Great. Thanks for taking initiative in running the numbers. There are some errors in your experiment, but I got a similar outcome in my experiment regardless. The big downside is that things are much slower when the object file has changed (compare + write), which may be a likely case when DMD is writing all code to a single object file. So, perhaps this should only be enabled when D files are compiled to individual object files. Of course, the ultimate test would be to ask someone who would have a lot to benefit from this patch to actually try it on their codebase. @adamdruppe ? |
I was replying to @Geod24's question why the timestamp needed to be updated. |
I think in most cases, a change in object file will come with a change in binary size, won't it ? |
|
Possibly not because of section padding. |
I once ran an SSD-killer service (also known as a time-series database), from what I recall, I can give the following scenario:
From that I can do the following back-of-hand maths and say that:
Just to stress, the SSD did not die. It could still be used for other purposes, just not writing metric data at the volume that was required. (It goes without saying that at some point we switched to zRAM to store the data, and remained there until the 512GB NVMe became a thing, at which point there was enough space available that all files could just be preallocated, reducing the death rate of SSDs to around once every 12-18 months). I hope these approximated figures give you a good idea of how little you need to worry about killing your SSD with compiler builds alone. :-) |
The only case in which the file is loaded unnecessarily is when the sizes are identical to the byte yet the content is different. I don't have data but I speculate that's a rare case so for version 1.0 this should be fine. An improvement is to read the file progressively and stop at the first difference. Since most changes in an object file are likely to change the header, the difference will often be in the first block loaded. That can come in a future PR. |
Thanks, good to know. It seems that good citizenry is not a concern, so I'm glad we have the speed advantage. Again, to me this all is a step toward fixing https://issues.dlang.org/show_bug.cgi?id=21596, which is Moby Dick. |
|
On Tue, Feb 02, 2021 at 09:00:12PM -0800, Vladimir Panteleev wrote:
The big downside is that things are much slower when the object file *has* changed (compare + write)

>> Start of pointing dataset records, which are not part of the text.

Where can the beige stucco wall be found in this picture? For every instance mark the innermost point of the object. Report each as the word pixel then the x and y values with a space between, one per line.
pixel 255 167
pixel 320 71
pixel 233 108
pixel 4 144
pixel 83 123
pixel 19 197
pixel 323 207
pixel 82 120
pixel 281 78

I imagine you can likely catch most those by a simple file size
comparison. If it is a different size, no need to actually read it,
things have obviously changed.
Odds are in most cases where the object file is the same size, it hasn't
changed and then the read just verifies that assumption.
Of course, the ultimate test would be to ask someone who would have a lot to benefit from this patch to actually try it on their codebase. @adamdruppe ?
Andrei works on the same project so I'm guessing he's already preparing
a test rig :)
|
Yes, that's the idea. Get it working and prove it, then optimize. |
This is a suggestion from Andrei.
Because file writes are so much slower than reads, and because of weak dependency management in build systems, the compiler will often generate the same files again and again. This changes file writes to first see if the file already exists and is identical. If so, it just updates the last written time on that file instead of writing a new one.
We discussed whether to "touch" the file or not, and decided if it wasn't touched, it would likely break many build systems.